Talvez, por uma necessidade psicológica, devido à precariedade da sua saúde nos últimos tempos, a mulher interessara-se afanosamente por entender a doutrina mais interna de várias religiões; há dias atrás, sentenciara com voz solene: - “Compreendi... a Divindade Última, é o Espaço visível e invisível que está muito além daquilo que os nossos sentidos podem alcançar; que abrange desde a mais distante galáxia até às vidas microscópicas que vivem debaixo de uma pedra, em cuja humidade brotam, vivem e morrem; que os homens como todos os entes na imensidão da Natureza são movidos pela busca da perfeição. Depois da morte, todos, periodicamente, embora muitos o ignorem, ressurgem um pouco mais completos, procurando sintonizar-se com um Propósito, onde cada um vai aperfeiçoando o som que lhe é próprio, para que um dia, em conjunto, executemos uma sublime, perfeita e única Sinfonia”.
Fora uma boa companheira, mas apesar da idade, continuava a ser uma imaginativa sonhadora. Estava em grande sofrimento e, sentia-a chorar silenciosamente; percebia que encontrara consolo naquelas ideias bizarras. Era impossível acreditar em semelhantes devaneios espirituais, embora, por vezes se interrogasse, que força sábia era aquela, que mantinha um vastíssimo universo, em tão miraculosa ordem!
Terminara a hora da visita, despediu-se dos familiares semi-inconsciente, mas reparou, que o aro dourado já cobria todo o tecto; instantaneamente, entrou no mesmo torpor. Quando “acordou”, a sala estava imersa numa suave e brilhante luz; uma absoluta tranquilidade vinda do mais íntimo de si comungava com aquela luminosidade que sussurrou: - Vem... Penetrou naquela profunda Paz sem saudades do que deixara.... A plenitude do Amor, da Bondade e da Eternidade de quem era jorrou numa incandescência indescritível.... a dúvida da Origem volatilizou-se... tinha reencontrado Deus.


Junho 2005

2 Comments:

  • Impressionante...

    Revejo-me em muitas partes deste texto, umas pela positiva, outras pela negativa... mas deixo essa visão para mim mesmo.

    Mais um conto demasiado real desta nossa amiga

    beijinhos,

    D.U.

    By Blogger Der Überlebende, at 2:37 AM  

  • Muito bom, muito bem escrito. Trespassa uma melancolia que me agrada, um mau-estar que se procura reencontrar, apesar de tudo.
    Apetece-me deixar aqui um excerto de um blog amigo que, para mim, diz muito...

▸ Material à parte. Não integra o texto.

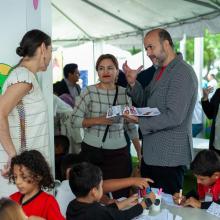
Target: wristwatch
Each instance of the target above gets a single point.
(148, 202)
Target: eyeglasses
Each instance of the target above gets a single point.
(108, 69)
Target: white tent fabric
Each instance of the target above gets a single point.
(77, 21)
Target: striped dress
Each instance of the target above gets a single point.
(28, 121)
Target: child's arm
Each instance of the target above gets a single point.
(112, 185)
(126, 203)
(133, 200)
(193, 203)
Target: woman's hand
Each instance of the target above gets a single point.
(131, 74)
(193, 202)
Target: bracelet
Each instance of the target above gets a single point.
(148, 202)
(148, 190)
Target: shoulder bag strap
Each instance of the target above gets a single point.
(107, 128)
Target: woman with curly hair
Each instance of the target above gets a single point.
(31, 174)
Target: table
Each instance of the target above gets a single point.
(198, 145)
(188, 213)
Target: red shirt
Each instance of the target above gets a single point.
(214, 190)
(42, 205)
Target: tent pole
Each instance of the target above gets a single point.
(143, 50)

    "I really believe that if there's any kind of God, he wouldn't be in any one of us -- not you, not me, but just this space in between. If there's some magic in this world, it must be in the attempt of understanding someone else, sharing something. Even if it's almost impossible to succeed, but who cares, the answer must be in the attempt."